Gisleide do Carmo Oliveira Carneiro.

 

O público e o privado são âmbitos que se complementam. Embora sejam espaços distintos, nos quais os indivíduos integrados a um determinado organismo social interagem, eles se articulam entre si formando uma mesma dimensão duplamente facetada. O público é um espaço social de interação dos atores da sociedade que nele encontram um lócus apropriado para expressões das mais diversas naturezas. O privado é seu oposto, mas não sua negação, sendo antes uma espécie de complemento ou adendo indispensável. É nessa zona restrita da vida em sociedade que o indivíduo encontra meios de realização de seus temas mais íntimos, sendo, dessa forma, território de intimidades e de pleno domínio do individual sobre o coletivo.
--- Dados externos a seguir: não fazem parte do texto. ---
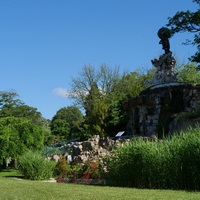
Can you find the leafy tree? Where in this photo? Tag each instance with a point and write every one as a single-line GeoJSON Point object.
{"type": "Point", "coordinates": [60, 128]}
{"type": "Point", "coordinates": [129, 86]}
{"type": "Point", "coordinates": [104, 77]}
{"type": "Point", "coordinates": [102, 92]}
{"type": "Point", "coordinates": [96, 109]}
{"type": "Point", "coordinates": [11, 105]}
{"type": "Point", "coordinates": [92, 90]}
{"type": "Point", "coordinates": [18, 135]}
{"type": "Point", "coordinates": [189, 73]}
{"type": "Point", "coordinates": [187, 21]}
{"type": "Point", "coordinates": [67, 122]}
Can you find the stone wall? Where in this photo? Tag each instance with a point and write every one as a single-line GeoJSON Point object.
{"type": "Point", "coordinates": [154, 111]}
{"type": "Point", "coordinates": [91, 150]}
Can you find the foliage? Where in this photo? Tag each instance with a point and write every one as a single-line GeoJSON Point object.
{"type": "Point", "coordinates": [33, 166]}
{"type": "Point", "coordinates": [12, 188]}
{"type": "Point", "coordinates": [189, 73]}
{"type": "Point", "coordinates": [187, 21]}
{"type": "Point", "coordinates": [102, 92]}
{"type": "Point", "coordinates": [173, 163]}
{"type": "Point", "coordinates": [62, 168]}
{"type": "Point", "coordinates": [17, 135]}
{"type": "Point", "coordinates": [11, 105]}
{"type": "Point", "coordinates": [92, 171]}
{"type": "Point", "coordinates": [67, 122]}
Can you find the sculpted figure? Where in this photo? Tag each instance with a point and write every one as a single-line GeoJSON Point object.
{"type": "Point", "coordinates": [164, 35]}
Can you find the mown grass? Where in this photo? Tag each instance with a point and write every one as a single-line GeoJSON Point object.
{"type": "Point", "coordinates": [12, 188]}
{"type": "Point", "coordinates": [173, 163]}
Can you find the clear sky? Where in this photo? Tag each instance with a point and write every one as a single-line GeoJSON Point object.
{"type": "Point", "coordinates": [44, 43]}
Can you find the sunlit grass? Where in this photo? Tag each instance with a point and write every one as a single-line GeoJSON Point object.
{"type": "Point", "coordinates": [13, 188]}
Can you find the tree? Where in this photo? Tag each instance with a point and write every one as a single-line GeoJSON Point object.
{"type": "Point", "coordinates": [102, 92]}
{"type": "Point", "coordinates": [92, 91]}
{"type": "Point", "coordinates": [188, 22]}
{"type": "Point", "coordinates": [11, 105]}
{"type": "Point", "coordinates": [67, 122]}
{"type": "Point", "coordinates": [189, 73]}
{"type": "Point", "coordinates": [18, 135]}
{"type": "Point", "coordinates": [104, 78]}
{"type": "Point", "coordinates": [128, 86]}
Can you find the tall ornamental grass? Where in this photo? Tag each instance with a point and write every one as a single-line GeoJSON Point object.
{"type": "Point", "coordinates": [172, 163]}
{"type": "Point", "coordinates": [34, 166]}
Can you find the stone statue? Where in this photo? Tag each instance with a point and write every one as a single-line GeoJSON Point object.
{"type": "Point", "coordinates": [165, 72]}
{"type": "Point", "coordinates": [164, 35]}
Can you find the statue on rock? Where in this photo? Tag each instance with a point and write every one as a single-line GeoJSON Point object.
{"type": "Point", "coordinates": [165, 64]}
{"type": "Point", "coordinates": [164, 34]}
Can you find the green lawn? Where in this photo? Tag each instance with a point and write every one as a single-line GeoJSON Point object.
{"type": "Point", "coordinates": [15, 189]}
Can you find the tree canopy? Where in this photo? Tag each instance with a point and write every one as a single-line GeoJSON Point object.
{"type": "Point", "coordinates": [18, 135]}
{"type": "Point", "coordinates": [188, 21]}
{"type": "Point", "coordinates": [66, 122]}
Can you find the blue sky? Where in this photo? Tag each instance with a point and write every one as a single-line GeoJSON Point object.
{"type": "Point", "coordinates": [44, 43]}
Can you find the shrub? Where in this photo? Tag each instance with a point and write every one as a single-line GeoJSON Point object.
{"type": "Point", "coordinates": [62, 168]}
{"type": "Point", "coordinates": [171, 163]}
{"type": "Point", "coordinates": [34, 166]}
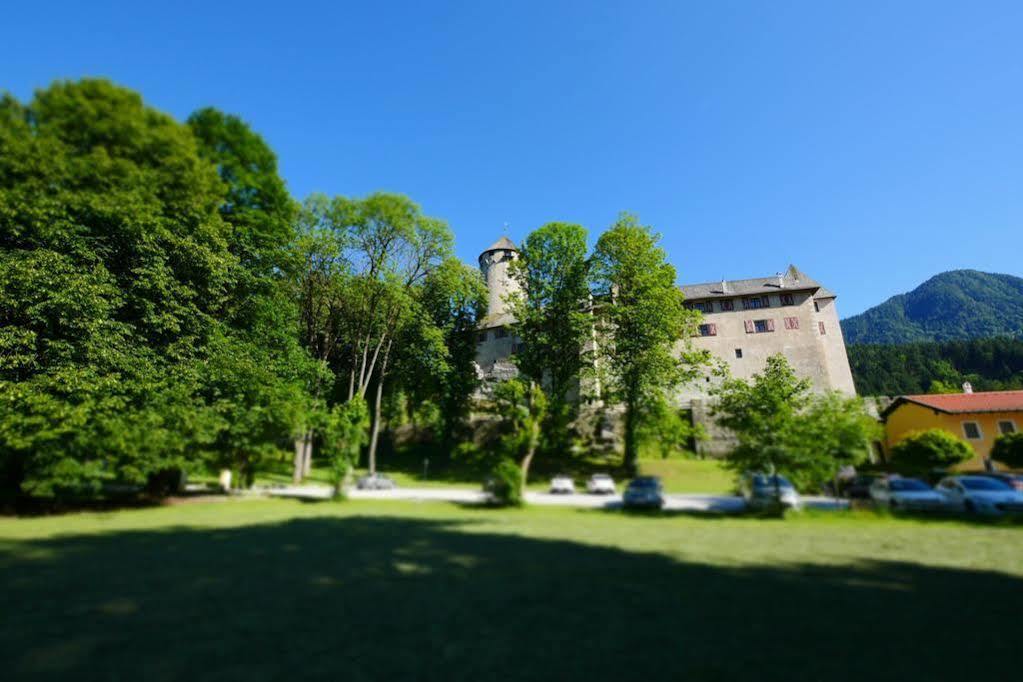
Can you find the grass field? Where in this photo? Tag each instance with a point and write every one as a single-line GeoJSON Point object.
{"type": "Point", "coordinates": [263, 590]}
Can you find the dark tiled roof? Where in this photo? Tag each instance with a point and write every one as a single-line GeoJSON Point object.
{"type": "Point", "coordinates": [792, 280]}
{"type": "Point", "coordinates": [501, 244]}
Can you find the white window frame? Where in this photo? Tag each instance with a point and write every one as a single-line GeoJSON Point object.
{"type": "Point", "coordinates": [980, 432]}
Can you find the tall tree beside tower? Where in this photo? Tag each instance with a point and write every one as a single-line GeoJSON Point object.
{"type": "Point", "coordinates": [551, 309]}
{"type": "Point", "coordinates": [640, 323]}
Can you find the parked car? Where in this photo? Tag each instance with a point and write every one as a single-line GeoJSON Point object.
{"type": "Point", "coordinates": [601, 484]}
{"type": "Point", "coordinates": [643, 492]}
{"type": "Point", "coordinates": [977, 494]}
{"type": "Point", "coordinates": [858, 488]}
{"type": "Point", "coordinates": [562, 485]}
{"type": "Point", "coordinates": [762, 491]}
{"type": "Point", "coordinates": [906, 494]}
{"type": "Point", "coordinates": [374, 482]}
{"type": "Point", "coordinates": [1012, 480]}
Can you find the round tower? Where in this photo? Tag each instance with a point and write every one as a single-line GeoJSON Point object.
{"type": "Point", "coordinates": [494, 264]}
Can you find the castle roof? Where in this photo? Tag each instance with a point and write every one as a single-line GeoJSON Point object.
{"type": "Point", "coordinates": [791, 280]}
{"type": "Point", "coordinates": [501, 244]}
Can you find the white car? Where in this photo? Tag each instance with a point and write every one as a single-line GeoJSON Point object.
{"type": "Point", "coordinates": [562, 486]}
{"type": "Point", "coordinates": [906, 494]}
{"type": "Point", "coordinates": [601, 484]}
{"type": "Point", "coordinates": [980, 495]}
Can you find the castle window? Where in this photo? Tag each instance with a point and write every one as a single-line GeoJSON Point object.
{"type": "Point", "coordinates": [704, 307]}
{"type": "Point", "coordinates": [972, 430]}
{"type": "Point", "coordinates": [755, 303]}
Privacidade, como nos afiança uma pensadora moderna que sobre esse tema dedicou atenção, significa delimitar claramente o espaço de atuação e convívio social do indivíduo (ARENDT, 2004).

Hanah Arendt (2004) diz que a interação, na Grécia antiga, entre o público e o privado não se fazia sem o indispensável auxílio da loquacidade, daí porque era tão importante, para a prática da cidadania grega, o domínio sobre as formas de expressão retórica. Por essa razão, escravos e bárbaros estrangeiros eram postos como não-habitantes da Polis: não possuíam capacidade de expressão e, por isso, encontravam-se banidos da vida pública e das assembleias, cenários onde tudo se decidia por meio da persuasão retórica. Ação e discursos eram elementos fundamentais para a constituição do homem político, do modo como o define Aristóteles (1998): o ato de encontrar palavras certas, adequadas para comunicar o que se pretende transmitir, constitui o conceito de ação.
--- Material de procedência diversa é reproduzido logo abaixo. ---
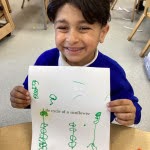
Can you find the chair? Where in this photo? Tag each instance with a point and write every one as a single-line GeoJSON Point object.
{"type": "Point", "coordinates": [145, 14]}
{"type": "Point", "coordinates": [44, 9]}
{"type": "Point", "coordinates": [134, 7]}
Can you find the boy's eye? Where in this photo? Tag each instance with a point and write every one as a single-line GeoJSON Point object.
{"type": "Point", "coordinates": [62, 28]}
{"type": "Point", "coordinates": [84, 28]}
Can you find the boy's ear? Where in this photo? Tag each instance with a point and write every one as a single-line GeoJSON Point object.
{"type": "Point", "coordinates": [103, 33]}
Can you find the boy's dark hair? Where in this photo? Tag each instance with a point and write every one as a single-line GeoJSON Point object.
{"type": "Point", "coordinates": [92, 10]}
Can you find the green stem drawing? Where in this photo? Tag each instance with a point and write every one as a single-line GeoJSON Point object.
{"type": "Point", "coordinates": [97, 119]}
{"type": "Point", "coordinates": [43, 132]}
{"type": "Point", "coordinates": [73, 138]}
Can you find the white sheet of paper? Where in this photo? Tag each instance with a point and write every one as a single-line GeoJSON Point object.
{"type": "Point", "coordinates": [69, 108]}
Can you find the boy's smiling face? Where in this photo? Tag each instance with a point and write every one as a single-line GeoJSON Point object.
{"type": "Point", "coordinates": [75, 37]}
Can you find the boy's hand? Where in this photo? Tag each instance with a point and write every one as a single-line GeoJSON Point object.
{"type": "Point", "coordinates": [124, 111]}
{"type": "Point", "coordinates": [20, 97]}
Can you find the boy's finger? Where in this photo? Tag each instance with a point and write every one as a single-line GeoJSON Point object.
{"type": "Point", "coordinates": [125, 123]}
{"type": "Point", "coordinates": [19, 105]}
{"type": "Point", "coordinates": [125, 116]}
{"type": "Point", "coordinates": [20, 95]}
{"type": "Point", "coordinates": [19, 101]}
{"type": "Point", "coordinates": [21, 90]}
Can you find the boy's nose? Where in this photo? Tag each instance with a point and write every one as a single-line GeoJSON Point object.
{"type": "Point", "coordinates": [72, 37]}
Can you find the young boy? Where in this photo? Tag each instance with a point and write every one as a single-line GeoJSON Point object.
{"type": "Point", "coordinates": [79, 26]}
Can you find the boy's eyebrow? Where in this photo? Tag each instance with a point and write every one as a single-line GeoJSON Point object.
{"type": "Point", "coordinates": [60, 21]}
{"type": "Point", "coordinates": [65, 21]}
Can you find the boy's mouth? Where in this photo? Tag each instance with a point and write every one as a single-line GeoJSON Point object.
{"type": "Point", "coordinates": [73, 49]}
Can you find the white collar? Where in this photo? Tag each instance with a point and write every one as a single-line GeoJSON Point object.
{"type": "Point", "coordinates": [62, 61]}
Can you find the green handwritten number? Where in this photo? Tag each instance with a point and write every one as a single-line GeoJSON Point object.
{"type": "Point", "coordinates": [52, 98]}
{"type": "Point", "coordinates": [35, 89]}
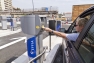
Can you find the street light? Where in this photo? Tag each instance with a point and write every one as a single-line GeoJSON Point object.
{"type": "Point", "coordinates": [33, 5]}
{"type": "Point", "coordinates": [50, 12]}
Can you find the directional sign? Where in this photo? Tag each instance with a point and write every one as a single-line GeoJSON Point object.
{"type": "Point", "coordinates": [31, 47]}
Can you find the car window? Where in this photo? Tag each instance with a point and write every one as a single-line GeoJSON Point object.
{"type": "Point", "coordinates": [86, 49]}
{"type": "Point", "coordinates": [88, 17]}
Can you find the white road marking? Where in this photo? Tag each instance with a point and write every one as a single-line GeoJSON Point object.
{"type": "Point", "coordinates": [11, 43]}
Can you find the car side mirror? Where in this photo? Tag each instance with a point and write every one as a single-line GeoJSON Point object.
{"type": "Point", "coordinates": [62, 30]}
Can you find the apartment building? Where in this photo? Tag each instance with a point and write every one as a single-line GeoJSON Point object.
{"type": "Point", "coordinates": [5, 4]}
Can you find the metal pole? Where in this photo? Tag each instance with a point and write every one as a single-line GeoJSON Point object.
{"type": "Point", "coordinates": [50, 43]}
{"type": "Point", "coordinates": [33, 5]}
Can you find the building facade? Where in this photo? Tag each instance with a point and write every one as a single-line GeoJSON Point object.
{"type": "Point", "coordinates": [5, 5]}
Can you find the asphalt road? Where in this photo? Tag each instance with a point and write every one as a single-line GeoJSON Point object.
{"type": "Point", "coordinates": [10, 53]}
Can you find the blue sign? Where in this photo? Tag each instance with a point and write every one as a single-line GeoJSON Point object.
{"type": "Point", "coordinates": [31, 47]}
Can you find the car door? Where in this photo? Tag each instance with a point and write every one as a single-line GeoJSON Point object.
{"type": "Point", "coordinates": [86, 12]}
{"type": "Point", "coordinates": [75, 50]}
As duas esferas eram mais do que simples zonas de atuação política. Arendt (2004) defende que a ação é uma das matrizes caracterizadoras da vida humana em sociedade. E a ação depende de uma interação com outros no seio das atividades coletivas. O agir se liga a uma intervenção política e por isso será sempre uma atividade pública que se contrapõe ao domínio dos acontecimentos da vida privada grega, na qual predominava o trabalho como uma necessidade à sobrevivência biológica ou à produção técnica. Arendt (2004) caracteriza o espaço privado-doméstico como reino do despotismo no qual o chefe familiar organizava uma micro-sociedade na qual todos viviam juntos subordinados por necessidades e carências biológicas como alimentação, proteção e um alojamento. Nessas condições, o que reina é a desigualdade: o líder do clã doméstico, no exercício de sua autoridade, priva todos os outros membros de uma ação política efetiva. O que disso tudo resulta é a constatação de que, na esfera privada, o homem se encontraria privado de uma de suas mais importantes capacidades, a ação política, ou a interação pública com outros membros do organismo social em proveito da condução da coisa pública. As esferas do público e do privado são importantes para se compreender as políticas públicas e seu significado.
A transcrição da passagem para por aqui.